Der Hauptbuchhalter des Flickkonzerns hieß Rudolf Diehl. Unter dem Verdacht, seinen persönlichen Steuerverpflichtungen nicht korrekt nachgekommen zu sein, war gegen ihn ermittelt worden. Am 4. November 1981 stießen Fahnder bei einer Durchsuchung der Konzernzentrale auf ein Kassenbuch, in das Diehl seit 1972 Zahlungen eingetragen hatte, die ab 1969 an Brauchitsch gingen, damit er sie an führende Politiker aller damals im Bundestag vertretenen Parteien weiterleitete: 750.000 DM für Franz Josef Strauß (CSU), 565.000 für Helmut Kohl (CDU), mehrere Raten à 30.000 an Otto Graf Lambsdorff, jeweils 70.000 an Hans Friderichs, 100.000 für Walter Scheel (alle FDP) sowie 40.000 für den Finanzminister Hans Matthöfer (SPD). Brauchitsch bezeichnete dies als „Pflege der politischen Landschaft“.

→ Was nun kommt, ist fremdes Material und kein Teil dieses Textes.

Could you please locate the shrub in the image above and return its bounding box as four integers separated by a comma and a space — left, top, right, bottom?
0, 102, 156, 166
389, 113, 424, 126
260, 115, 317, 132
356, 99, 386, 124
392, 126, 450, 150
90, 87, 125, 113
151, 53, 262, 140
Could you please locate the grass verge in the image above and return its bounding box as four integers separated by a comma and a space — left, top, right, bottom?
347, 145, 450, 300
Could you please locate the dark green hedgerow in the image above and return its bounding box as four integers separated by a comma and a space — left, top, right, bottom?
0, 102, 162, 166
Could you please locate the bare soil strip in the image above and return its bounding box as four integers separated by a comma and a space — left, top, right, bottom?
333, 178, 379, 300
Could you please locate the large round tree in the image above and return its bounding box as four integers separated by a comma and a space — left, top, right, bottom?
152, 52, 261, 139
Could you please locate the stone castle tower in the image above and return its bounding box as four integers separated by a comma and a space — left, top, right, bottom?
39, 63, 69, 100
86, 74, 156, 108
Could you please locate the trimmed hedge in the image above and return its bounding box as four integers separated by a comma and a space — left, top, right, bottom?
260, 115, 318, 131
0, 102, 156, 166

Die Vorgesetzten von Klaus Förster versuchten, den Steuerfahnder von der Aufdeckung der Angelegenheit abzubringen. Als er weiter ermittelte, wurde er an das Finanzamt Köln versetzt. Er klagte dagegen und wurde von dem Rechtsanwalt Otto Schily vertreten. Im Herbst 1982 berichteten die Neue Rhein/Neue Ruhr Zeitung, stern und Spiegel über den Verdacht gegen Flick. Damit nahm der Skandal seinen Lauf. Der Landtag von NRW berief einen Untersuchungsausschuss. Am 6. März 1983 zogen die Grünen in den Bundestag ein und damit die einzige Partei ohne Belastung durch die Flick-Affäre. Otto Schily gehörte zu ihren Abgeordneten. Am 29. November 1983 kündigte die Bonner Staatsanwaltschaft an, Anklage unter anderem gegen Eberhard von Brauchitsch wegen Bestechung sowie gegen Hans Friderichs und Otto Graf Lambsdorff wegen Bestechlichkeit zu erheben. Der Bundestag hob Lambsdorffs Immunität auf, der dann, als die Anklage zugelassen wurde, am 27. Juni 1984 zurücktrat. Danach richtete auch der Bundestag einen Untersuchungsausschuss ein, in dem Otto Schily besonders öffentlichkeitswirksam auftrat.
Am 16. Februar 1987 – nach einem Prozess von eineinhalb Jahren – wurden Brauchitsch, Friderichs und Lambsdorff von der Anklage der Bestechung beziehungsweise der Bestechlichkeit freigesprochen. Ein Nachweis über einen unmittelbaren Zusammenhang zwischen den Zahlungen und konkreten Amtshandlungen konnte nicht erbracht werden, wohl aber darüber, dass Geld geflossen und nicht versteuert worden war. Hierüber ergingen Urteile. Eberhard von Brauchitsch erhielt wegen Steuerhinterziehung und Beihilfe zur Steuerhinterziehung zwei Jahre Gefängnis. Die Strafe wurde gegen eine Geldbuße von 550.000 DM zur Bewährung ausgesetzt. Hans Friderichs wurde der Steuerhinterziehung schuldig befunden und musste 61.500 DM zahlen. Die Geldstrafe für Graf Lambsdorff wegen desselben Delikts betrug 180.000 DM. Das Bundeswirtschaftsministerium zahlte ihm 550.000 Mark für seine Anwaltskosten.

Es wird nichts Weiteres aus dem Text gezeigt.